We are meant to feel "relief," Frye writes, when the pharmakos is led off at the end of a comedy, and the heroine and hero are left free to marry in peace. But to do so, as we have seen, the pharmakos needs to both eminently deserve their fate, and the fate itself needs to be a fairly mild one (or at least passed over quickly), if we are to remain within the emotional universe of comedy.
This is why the device works so well when the pharmakos is a comic alazon boaster. Usually, after all, their fate at the end of the play is no worse than an unmasking and a dismissal.
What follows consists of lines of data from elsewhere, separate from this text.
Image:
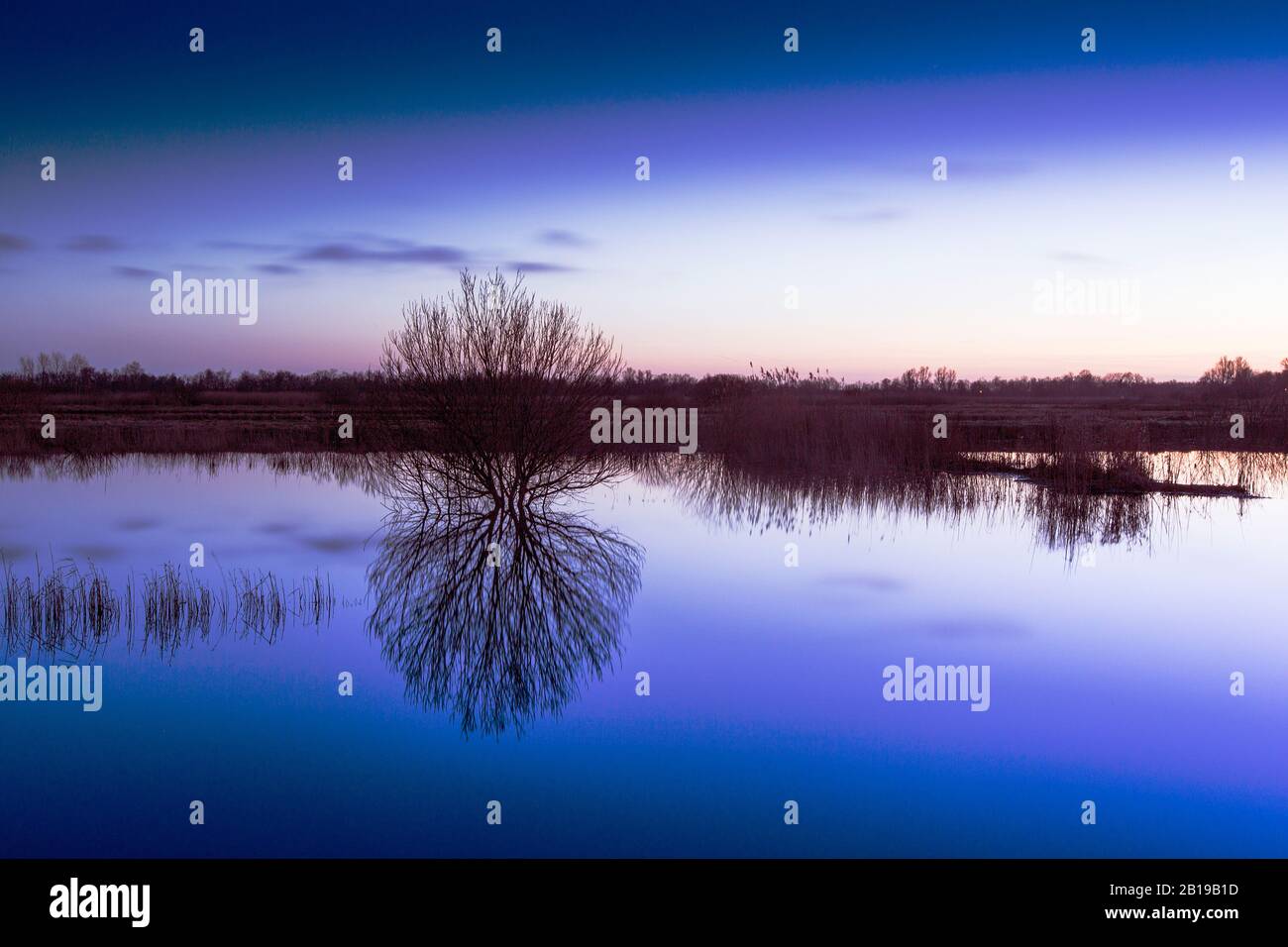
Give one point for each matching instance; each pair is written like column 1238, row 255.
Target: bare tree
column 498, row 369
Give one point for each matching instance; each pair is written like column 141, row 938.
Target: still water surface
column 1111, row 659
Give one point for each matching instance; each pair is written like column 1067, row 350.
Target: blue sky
column 773, row 175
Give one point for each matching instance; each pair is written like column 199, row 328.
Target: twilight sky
column 1104, row 172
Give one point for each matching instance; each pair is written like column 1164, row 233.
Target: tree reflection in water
column 490, row 592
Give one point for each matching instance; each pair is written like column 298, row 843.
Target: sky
column 791, row 217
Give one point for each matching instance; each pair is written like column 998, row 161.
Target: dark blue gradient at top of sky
column 82, row 69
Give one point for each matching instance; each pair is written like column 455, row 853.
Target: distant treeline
column 1229, row 377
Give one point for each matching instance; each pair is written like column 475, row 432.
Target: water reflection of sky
column 1108, row 684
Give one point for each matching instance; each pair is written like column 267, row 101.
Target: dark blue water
column 1109, row 682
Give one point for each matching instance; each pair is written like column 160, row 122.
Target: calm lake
column 1111, row 648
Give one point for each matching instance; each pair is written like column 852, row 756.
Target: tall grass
column 75, row 609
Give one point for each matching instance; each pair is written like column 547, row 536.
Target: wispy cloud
column 539, row 266
column 12, row 243
column 568, row 239
column 352, row 253
column 94, row 244
column 136, row 272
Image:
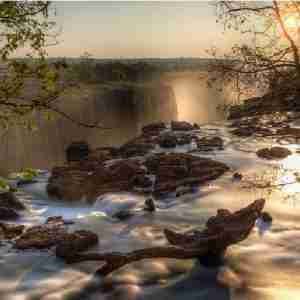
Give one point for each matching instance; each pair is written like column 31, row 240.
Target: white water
column 265, row 266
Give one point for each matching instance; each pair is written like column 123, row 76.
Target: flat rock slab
column 128, row 168
column 9, row 200
column 273, row 153
column 174, row 170
column 171, row 171
column 54, row 233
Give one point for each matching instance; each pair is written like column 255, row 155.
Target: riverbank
column 254, row 269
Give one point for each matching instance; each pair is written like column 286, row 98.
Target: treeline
column 88, row 71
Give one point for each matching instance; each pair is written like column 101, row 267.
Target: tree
column 31, row 84
column 269, row 56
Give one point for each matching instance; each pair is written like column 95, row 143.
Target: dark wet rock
column 137, row 147
column 75, row 242
column 266, row 217
column 123, row 215
column 41, row 237
column 196, row 126
column 103, row 153
column 10, row 200
column 210, row 143
column 178, row 169
column 88, row 179
column 237, row 176
column 184, row 139
column 58, row 221
column 208, row 245
column 273, row 153
column 245, row 131
column 149, row 205
column 167, row 140
column 77, row 151
column 141, row 181
column 154, row 128
column 8, row 213
column 74, row 183
column 10, row 231
column 290, row 131
column 181, row 126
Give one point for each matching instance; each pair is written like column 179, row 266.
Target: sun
column 291, row 22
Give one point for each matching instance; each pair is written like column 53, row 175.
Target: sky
column 137, row 29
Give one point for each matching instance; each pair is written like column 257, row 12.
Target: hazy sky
column 137, row 29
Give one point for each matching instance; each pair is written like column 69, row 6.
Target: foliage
column 27, row 174
column 268, row 55
column 31, row 85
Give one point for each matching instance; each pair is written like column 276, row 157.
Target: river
column 263, row 267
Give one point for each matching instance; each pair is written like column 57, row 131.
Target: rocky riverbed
column 189, row 172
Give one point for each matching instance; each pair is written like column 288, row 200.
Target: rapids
column 264, row 267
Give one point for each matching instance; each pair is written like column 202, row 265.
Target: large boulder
column 9, row 200
column 273, row 153
column 10, row 231
column 154, row 128
column 8, row 214
column 77, row 151
column 75, row 242
column 174, row 170
column 41, row 237
column 167, row 140
column 210, row 143
column 181, row 126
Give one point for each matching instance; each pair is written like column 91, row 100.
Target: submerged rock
column 122, row 171
column 273, row 153
column 167, row 141
column 77, row 151
column 181, row 126
column 154, row 128
column 178, row 169
column 210, row 143
column 149, row 205
column 8, row 213
column 237, row 176
column 75, row 242
column 54, row 233
column 41, row 237
column 10, row 231
column 266, row 217
column 137, row 147
column 123, row 215
column 9, row 200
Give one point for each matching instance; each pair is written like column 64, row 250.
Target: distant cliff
column 125, row 108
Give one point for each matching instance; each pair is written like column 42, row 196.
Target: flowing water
column 265, row 266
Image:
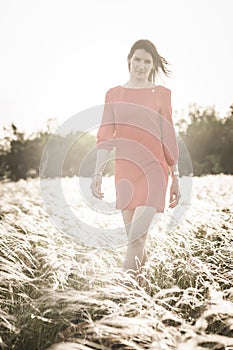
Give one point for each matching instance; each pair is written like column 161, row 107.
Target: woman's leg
column 127, row 215
column 137, row 233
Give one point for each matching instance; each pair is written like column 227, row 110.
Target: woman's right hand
column 96, row 186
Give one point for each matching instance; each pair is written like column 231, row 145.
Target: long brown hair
column 159, row 62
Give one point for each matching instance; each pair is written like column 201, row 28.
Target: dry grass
column 57, row 294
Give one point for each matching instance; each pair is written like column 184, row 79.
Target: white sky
column 58, row 57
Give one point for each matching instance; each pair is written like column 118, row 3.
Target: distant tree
column 209, row 141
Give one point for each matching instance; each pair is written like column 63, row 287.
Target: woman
column 137, row 120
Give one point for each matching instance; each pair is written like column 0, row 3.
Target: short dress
column 138, row 123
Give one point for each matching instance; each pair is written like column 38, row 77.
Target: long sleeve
column 170, row 146
column 105, row 135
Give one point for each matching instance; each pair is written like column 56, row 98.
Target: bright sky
column 59, row 57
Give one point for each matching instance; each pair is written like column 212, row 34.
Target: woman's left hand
column 174, row 192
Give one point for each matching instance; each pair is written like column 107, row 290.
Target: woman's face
column 141, row 64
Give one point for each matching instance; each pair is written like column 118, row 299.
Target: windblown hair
column 159, row 62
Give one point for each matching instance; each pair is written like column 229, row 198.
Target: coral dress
column 138, row 123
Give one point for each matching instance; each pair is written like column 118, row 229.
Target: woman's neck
column 139, row 83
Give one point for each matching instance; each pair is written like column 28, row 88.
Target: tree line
column 205, row 143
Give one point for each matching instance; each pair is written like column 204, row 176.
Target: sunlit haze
column 60, row 57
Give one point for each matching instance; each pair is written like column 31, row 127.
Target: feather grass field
column 59, row 294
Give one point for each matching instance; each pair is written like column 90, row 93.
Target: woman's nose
column 141, row 65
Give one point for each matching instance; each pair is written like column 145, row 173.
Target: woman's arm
column 101, row 160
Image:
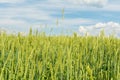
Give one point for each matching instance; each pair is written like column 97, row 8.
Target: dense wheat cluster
column 41, row 57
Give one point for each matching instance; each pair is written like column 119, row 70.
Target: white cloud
column 10, row 1
column 96, row 3
column 109, row 28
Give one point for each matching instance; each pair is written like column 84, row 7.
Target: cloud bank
column 109, row 28
column 96, row 3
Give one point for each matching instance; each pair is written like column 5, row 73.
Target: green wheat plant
column 41, row 57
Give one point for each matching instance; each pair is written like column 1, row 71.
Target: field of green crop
column 41, row 57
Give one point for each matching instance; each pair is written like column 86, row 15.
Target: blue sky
column 80, row 16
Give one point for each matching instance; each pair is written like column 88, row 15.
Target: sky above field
column 61, row 16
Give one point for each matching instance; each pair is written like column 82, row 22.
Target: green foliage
column 41, row 57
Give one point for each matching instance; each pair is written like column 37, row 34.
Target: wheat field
column 41, row 57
Plus, precisely because it is their lack of self-awareness that has made them what they are, one fundamentally feels that they will suffer nothing from the ordeal, because their delusions are impregnable (this is what makes the various mishaps that befall the central characters of It's Always Sunny delightful rather than depressing—one knows they will instantly bounce back).
But Roy is not the voluble boaster of ancient comedy whom we long to see shown up, and whom we trust will nevertheless land on his feet anyways. He is not the over-eager people-pleaser Michael Scott, or the geeky quasi-fascist miles gloriosus Dwight Schrute. To the contrary, he has one of the traits that Frye identifies most strongly with pathos: namely, the fact of being inarticulate. It is his very ineptitude with words that ultimately leads him to use a fist; thus, his final act of villainy, far from cementing the audience's desire to see him punished and exiled, just makes him seem more pathetic.
Thus, he suffers and departs in silent anguish. The mob closes ranks against him, and waits for the wedding feast of Jim and Pam. But Jim—who extends no hand of reconciliation to Roy—sneers at Pam for having ever dated such an oaf, and wanders off to a different branch of the company—thereby prolonging the plot for another season but dampening our sympathies for him.
Frye writes: "Insisting on the theme of social revenge on an individual, however great a rascal he may be, tends to make him look less involved in guilt and the society more so." So it is with The Office. The banishment of Roy makes those who remain for the Feast of Jim and Pam seem like a closed society that has barred its doors to us as well, rather than an open one that ultimately invites us onto the stage. Our sympathies will therefore remain with the pharmakos, the Roy, even if he never be heard from again.